Te dokonane w pałacu prezydenckim Planalto zaprezentował w mediach społecznościowych minister ds. komunikacji w kancelarii urzędującego prezydenta Luiza Inacio Luli da Silvy, Paulo Pimenta. Mówił o "zbrodni", prezentując zniszczenia dokonane w jego biurze. Protestujący nie mieli litości dla mebli, telewizorów, a nawet dzieł sztuki.

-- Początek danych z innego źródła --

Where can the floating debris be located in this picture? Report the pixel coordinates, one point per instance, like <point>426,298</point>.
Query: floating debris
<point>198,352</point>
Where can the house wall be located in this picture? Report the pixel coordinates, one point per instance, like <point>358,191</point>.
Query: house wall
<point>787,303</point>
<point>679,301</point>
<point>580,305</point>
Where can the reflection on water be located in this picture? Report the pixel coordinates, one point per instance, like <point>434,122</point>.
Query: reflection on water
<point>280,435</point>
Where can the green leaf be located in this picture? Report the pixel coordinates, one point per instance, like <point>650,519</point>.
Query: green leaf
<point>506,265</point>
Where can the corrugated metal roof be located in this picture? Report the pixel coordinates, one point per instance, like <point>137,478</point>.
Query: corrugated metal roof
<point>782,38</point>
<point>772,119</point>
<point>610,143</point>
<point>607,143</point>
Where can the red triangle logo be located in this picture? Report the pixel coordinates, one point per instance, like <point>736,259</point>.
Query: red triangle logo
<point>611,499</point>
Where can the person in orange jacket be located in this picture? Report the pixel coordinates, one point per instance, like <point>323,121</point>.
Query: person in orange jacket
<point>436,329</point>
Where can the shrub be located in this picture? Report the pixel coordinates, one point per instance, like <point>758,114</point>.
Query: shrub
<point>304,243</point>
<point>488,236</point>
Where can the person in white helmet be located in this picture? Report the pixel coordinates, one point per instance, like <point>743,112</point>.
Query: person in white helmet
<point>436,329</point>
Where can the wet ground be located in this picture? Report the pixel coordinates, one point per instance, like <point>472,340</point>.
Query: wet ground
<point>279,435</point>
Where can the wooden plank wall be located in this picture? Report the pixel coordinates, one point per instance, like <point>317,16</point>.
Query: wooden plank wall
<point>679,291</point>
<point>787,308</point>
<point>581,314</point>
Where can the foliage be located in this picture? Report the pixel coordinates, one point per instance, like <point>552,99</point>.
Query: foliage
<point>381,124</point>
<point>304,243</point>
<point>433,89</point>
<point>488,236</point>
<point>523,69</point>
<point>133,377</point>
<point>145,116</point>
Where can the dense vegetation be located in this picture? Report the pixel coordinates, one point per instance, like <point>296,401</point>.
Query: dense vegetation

Zniszczone biura w brazylijskim pałacu prezydenckim Planalto
Zniszczone biura w brazylijskim pałacu prezydenckim PlanaltoPaulo Pimenta/Twitter

Inne nagranie z budynku zaprezentował dziennikarz Robert Valencia, przypominając, że "obłąkani zwolennicy Bolsonaro niszczą klejnot architektury nieżyjącego już Oscara Niemeyera".

Na nagraniu widać między innymi ubranego w narodowe barwy mężczyznę wybijającego szybę.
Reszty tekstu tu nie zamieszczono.